A team of high-altitude sherpas ended a third unsuccessful search for three missing climbers, police said, with almost no hope that they would be rescued.

An air rescue operation was called off on Monday, more than 24 hours after the climbers went missing.

District police chief Basanta Bahadur Kunwar said the sherpas had been using snow shovels, ice axes and bamboo sticks to search for the missing.

“But there is less likelihood of finding them. If not now, they may be found once the snow melts,” he said.

Seven French climbers from the group, including three who suffered minor injuries in the avalanche, flew to Paris's Charles de Gaulle airport on Tuesday.
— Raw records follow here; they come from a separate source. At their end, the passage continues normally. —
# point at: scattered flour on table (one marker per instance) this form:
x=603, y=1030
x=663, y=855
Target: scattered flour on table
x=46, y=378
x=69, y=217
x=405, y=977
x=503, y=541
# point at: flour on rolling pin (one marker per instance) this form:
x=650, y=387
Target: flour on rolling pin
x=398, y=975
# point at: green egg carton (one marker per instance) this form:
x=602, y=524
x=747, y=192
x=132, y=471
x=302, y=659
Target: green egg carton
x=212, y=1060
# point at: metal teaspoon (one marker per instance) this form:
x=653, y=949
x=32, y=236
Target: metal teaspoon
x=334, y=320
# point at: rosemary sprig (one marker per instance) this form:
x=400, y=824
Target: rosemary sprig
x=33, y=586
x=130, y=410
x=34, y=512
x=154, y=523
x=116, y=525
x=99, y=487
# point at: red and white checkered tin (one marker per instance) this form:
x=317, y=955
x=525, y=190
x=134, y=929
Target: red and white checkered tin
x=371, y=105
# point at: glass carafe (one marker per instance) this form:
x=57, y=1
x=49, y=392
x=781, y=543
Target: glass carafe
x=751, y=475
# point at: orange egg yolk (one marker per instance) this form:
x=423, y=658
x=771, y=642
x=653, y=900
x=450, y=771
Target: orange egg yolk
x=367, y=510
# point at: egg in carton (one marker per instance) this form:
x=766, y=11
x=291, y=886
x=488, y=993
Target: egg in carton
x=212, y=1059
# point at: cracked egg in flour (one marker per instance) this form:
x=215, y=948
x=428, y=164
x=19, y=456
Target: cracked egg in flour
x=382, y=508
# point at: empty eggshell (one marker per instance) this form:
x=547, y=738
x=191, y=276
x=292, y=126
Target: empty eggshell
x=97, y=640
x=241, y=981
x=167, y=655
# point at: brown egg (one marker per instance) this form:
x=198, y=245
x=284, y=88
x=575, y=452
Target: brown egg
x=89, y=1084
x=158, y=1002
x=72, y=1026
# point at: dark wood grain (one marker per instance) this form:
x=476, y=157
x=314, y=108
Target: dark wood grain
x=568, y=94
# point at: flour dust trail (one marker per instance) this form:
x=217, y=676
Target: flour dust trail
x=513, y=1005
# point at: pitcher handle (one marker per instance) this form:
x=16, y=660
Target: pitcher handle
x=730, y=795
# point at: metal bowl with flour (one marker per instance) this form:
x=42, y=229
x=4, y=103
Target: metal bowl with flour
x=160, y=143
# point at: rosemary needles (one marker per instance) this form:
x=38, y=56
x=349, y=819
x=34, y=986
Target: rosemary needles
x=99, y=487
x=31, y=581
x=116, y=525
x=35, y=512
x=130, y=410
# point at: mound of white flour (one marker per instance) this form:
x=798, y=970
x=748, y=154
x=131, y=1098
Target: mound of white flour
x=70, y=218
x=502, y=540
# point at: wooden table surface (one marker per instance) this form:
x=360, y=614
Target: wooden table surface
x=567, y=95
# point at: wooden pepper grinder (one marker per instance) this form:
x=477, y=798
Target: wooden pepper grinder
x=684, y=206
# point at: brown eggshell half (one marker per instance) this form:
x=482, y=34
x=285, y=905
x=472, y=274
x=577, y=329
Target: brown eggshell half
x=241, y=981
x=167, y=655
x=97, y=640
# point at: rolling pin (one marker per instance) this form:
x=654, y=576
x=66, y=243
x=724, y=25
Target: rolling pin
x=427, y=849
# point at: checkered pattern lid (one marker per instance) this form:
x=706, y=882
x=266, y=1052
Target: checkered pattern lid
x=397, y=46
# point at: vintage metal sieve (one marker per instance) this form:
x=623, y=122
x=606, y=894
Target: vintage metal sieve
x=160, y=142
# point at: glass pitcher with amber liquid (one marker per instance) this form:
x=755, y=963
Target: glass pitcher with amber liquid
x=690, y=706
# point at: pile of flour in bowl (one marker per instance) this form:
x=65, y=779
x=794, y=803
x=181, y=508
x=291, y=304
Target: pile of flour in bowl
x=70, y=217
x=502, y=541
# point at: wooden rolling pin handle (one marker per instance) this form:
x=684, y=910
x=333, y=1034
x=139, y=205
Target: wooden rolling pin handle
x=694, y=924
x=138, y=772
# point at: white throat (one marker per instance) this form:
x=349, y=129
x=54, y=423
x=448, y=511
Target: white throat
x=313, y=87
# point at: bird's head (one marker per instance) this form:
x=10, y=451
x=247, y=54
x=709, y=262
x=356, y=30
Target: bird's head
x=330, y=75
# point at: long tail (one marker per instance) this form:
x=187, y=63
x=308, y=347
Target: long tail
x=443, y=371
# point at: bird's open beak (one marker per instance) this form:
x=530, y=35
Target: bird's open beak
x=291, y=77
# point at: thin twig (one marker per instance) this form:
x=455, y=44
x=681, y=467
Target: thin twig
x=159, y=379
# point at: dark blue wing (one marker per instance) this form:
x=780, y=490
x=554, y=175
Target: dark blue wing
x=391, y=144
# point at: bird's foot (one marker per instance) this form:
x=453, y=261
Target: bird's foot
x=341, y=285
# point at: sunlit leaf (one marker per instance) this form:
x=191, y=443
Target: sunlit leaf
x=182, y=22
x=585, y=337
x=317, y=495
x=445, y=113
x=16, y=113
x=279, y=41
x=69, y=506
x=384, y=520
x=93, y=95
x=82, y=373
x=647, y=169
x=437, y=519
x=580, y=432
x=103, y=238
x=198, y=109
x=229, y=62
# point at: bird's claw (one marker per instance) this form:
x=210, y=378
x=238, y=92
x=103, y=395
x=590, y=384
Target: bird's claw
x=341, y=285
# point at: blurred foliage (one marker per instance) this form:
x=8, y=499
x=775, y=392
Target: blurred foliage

“I feel miserable, I don't know where I am anymore. I keep thinking of those who disappeared in the crevasses, who will probably never be found. It's a real shock,” said Arnaud de Fouchier.

Experts have questioned the timing of the Manaslu expedition, arguing that the mountaineers should have waited a few more days.

New snowfall, associated with the autumn season which comes after the monsoon, is the most frequent cause of avalanches.

“Though the monsoon season usually ends by mid-September, they were a little early. One should attempt the summit in late September or early October,” said Ang Tshering Sherpa, vice-president of the Nepal Mountaineering Association.

Nepal's worst-ever climbing disaster happened in 1995 when a huge avalanche struck the camp of a Japanese trekking group in the Mount Everest region, killing 42 people including 13 Japanese.

In 2005 a powder-snow avalanche ploughed into a French expedition's base camp, on Kang Guru, in the Manang region of central Nepal, sweeping all seven members of the team as well as 11 Nepalese staff to their deaths.

Manaslu saw its worst disaster when a South Korean expedition was buried by snow attempting to climb the northeast face in 1972. The 15 dead included 10 sherpas and the Korean expedition leader.